Predictive: The study identifies ccRCC molecular subtypes that are associated with different responses to sunitinib treatment, indicating that these subtypes can predict treatment outcomes in patients with metastatic clear-cell renal cell carcinoma. The results show significant differences in response rates and survival outcomes based on the identified subtypes, supporting their use in personalized treatment strategies.

Diagnostic, Oncogenic evidence:

Oncogenic: The study discusses somatic mutations in the VHL gene as the most common cause of renal cell carcinoma (RCC), indicating that these mutations contribute to tumor development. The identification of somatic mutations in 29% of patients supports the role of VHL mutations in oncogenesis.

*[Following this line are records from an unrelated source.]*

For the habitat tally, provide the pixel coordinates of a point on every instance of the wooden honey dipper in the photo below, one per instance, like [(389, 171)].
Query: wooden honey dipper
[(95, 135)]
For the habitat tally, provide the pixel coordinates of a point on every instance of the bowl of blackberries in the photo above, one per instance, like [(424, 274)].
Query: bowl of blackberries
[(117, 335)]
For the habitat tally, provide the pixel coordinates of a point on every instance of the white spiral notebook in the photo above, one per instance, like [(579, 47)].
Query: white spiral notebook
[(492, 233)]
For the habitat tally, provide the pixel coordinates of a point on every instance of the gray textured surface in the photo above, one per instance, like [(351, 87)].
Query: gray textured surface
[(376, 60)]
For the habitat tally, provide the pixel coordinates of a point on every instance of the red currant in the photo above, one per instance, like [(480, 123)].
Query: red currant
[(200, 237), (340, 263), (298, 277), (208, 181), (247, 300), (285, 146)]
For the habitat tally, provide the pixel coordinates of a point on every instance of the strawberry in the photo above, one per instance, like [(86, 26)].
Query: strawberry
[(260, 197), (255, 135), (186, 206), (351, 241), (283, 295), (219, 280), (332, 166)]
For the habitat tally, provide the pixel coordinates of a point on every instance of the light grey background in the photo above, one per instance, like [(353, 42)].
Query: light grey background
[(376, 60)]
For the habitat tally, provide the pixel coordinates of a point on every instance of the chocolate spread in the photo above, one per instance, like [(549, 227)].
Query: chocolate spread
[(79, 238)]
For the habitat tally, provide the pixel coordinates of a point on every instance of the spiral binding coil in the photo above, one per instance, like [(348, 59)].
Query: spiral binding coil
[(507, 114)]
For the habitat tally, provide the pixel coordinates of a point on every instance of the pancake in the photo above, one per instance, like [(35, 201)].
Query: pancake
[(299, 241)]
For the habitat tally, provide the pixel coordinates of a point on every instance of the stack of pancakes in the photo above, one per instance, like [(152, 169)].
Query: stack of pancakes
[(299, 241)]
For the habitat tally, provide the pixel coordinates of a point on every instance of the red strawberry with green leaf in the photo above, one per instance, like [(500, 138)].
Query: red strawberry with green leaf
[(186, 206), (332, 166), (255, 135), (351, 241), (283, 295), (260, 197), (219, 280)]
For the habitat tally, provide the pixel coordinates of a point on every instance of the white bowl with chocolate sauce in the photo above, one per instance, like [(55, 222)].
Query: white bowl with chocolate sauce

Diagnostic: The paper presents data on the frequencies of molecular alterations in the VHL gene among RCC patients, which can be used to classify or define the disease. The mention of specific mutation frequencies and their association with RCC indicates a diagnostic relevance of the VHL gene alterations.

Prognostic, Oncogenic evidence:

Oncogenic: The study indicates that SMAD4 loss is required for collective invasion in pancreatic ductal adenocarcinoma (PDAC) organoids, suggesting that the somatic mutation in SMAD4 contributes to tumor progression through altered invasion mechanisms. This aligns with the definition of oncogenic variants that drive tumor development or progression.

Prognostic: The abstract mentions that PDAC organoids with predominantly mesenchymal invasion showed a worse prognosis, indicating a correlation between the variant status (specifically SMAD4 mutations) and disease outcome, independent of therapy.